On ‘Never Let Me Go’ Brian Molko and Stefan Olsdal strip their process down to the ground and build it back up again. Starting with artwork, then song titles, and only then beginning to compose music, the thirteen tracks are expansive, varied and crucially vital; Placebo sound fully invested here after a few lackadaisical cuts on their recent studio albums.
‘Forever Chemicals’ is a shuddering introduction to the album, glitching synths and staccato drum loops commanding attention, before a hard left turn into ‘Beautiful James’, a gorgeous lullaby carried by a earworm synth line. ‘Hugz’, a straight ahead rocker, and ‘Happy Birthday in the Sky’, a moody rumination on death, are classic Placebo cuts that you feel the duo could bash out in their sleep.
More interesting is ‘The Prodigal’, pairing Molko’s one-of-a-kind vocals with a full orchestra. So often bands can lazily just whack strings on top of a bog standard ballad late in production, but here the orchestration is the foundation of the composition, pizzicato notes adorning the verses before the violins lead a countermelody in the chorus.
‘Twin Demons’ is a late highlight, echoing the propulsive rhythms of early hit ‘Special K’ and built to be played live. Towards the end of the LP things are taken down a notch, drums artfully tapped rather than thrashed, and acoustic guitar and piano given room to breathe. Individually solid, these tracks would perhaps benefit from being spaced out across the running order, as the final strait gets a bit bogged down.

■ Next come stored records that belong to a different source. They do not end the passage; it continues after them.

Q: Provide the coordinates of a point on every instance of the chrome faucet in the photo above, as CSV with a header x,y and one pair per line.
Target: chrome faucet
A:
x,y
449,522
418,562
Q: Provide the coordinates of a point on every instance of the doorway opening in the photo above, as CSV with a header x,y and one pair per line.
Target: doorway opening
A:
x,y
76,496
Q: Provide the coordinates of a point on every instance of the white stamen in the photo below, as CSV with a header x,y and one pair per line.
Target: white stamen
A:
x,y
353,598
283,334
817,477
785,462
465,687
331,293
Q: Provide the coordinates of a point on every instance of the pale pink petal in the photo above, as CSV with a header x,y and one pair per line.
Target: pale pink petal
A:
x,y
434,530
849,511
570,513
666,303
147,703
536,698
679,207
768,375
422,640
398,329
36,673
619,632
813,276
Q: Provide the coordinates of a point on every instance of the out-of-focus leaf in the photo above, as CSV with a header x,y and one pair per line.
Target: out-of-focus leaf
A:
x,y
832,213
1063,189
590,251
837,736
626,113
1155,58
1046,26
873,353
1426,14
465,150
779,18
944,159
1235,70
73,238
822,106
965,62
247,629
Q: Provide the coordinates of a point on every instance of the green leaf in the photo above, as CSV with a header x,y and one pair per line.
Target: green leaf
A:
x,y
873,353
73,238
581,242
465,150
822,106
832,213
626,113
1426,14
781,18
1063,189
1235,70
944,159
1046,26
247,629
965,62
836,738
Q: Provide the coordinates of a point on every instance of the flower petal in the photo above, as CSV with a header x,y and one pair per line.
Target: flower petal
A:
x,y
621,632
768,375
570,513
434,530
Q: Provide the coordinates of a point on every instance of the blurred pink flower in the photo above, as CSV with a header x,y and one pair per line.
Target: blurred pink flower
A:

For all the invention and variation, the most impactful track is perhaps the most basic from a musical perspective. ‘Try Better Next Time’ is a joyous, major key smirk at our probable (and deserved, Molko contends) fate at the hands of a climate catastrophe that’s infectiously catchy.
“I’m as psychologically brutalised by the last few years as anybody who has a heart enough to care,” Molko has said of the record’s subject matter. While not overtly political, there is a anger simmering across the album, aiming at Instagram’s “infinity mirror of narcissism”, humanity’s pathetic shrug at the prospect of ecocide (‘Try Better Next Time’) or baulking at digital surveillance on ‘Surrounded by Spies’ (no surprise the band have banned mobile devices from their release shows this week; we could all do with a respite).
Staying relevant in a commercial sense is likely beyond their control at this point so fair play to Molko and Olsdal for keeping things interesting for themselves, deconstructing their process and trying new things; even if the result isn’t wildly different from what came before, it’s great to have Placebo back and raging against the machine.
Never Let Me Go arrives 25 March via Elevator Lady/SO Recordings.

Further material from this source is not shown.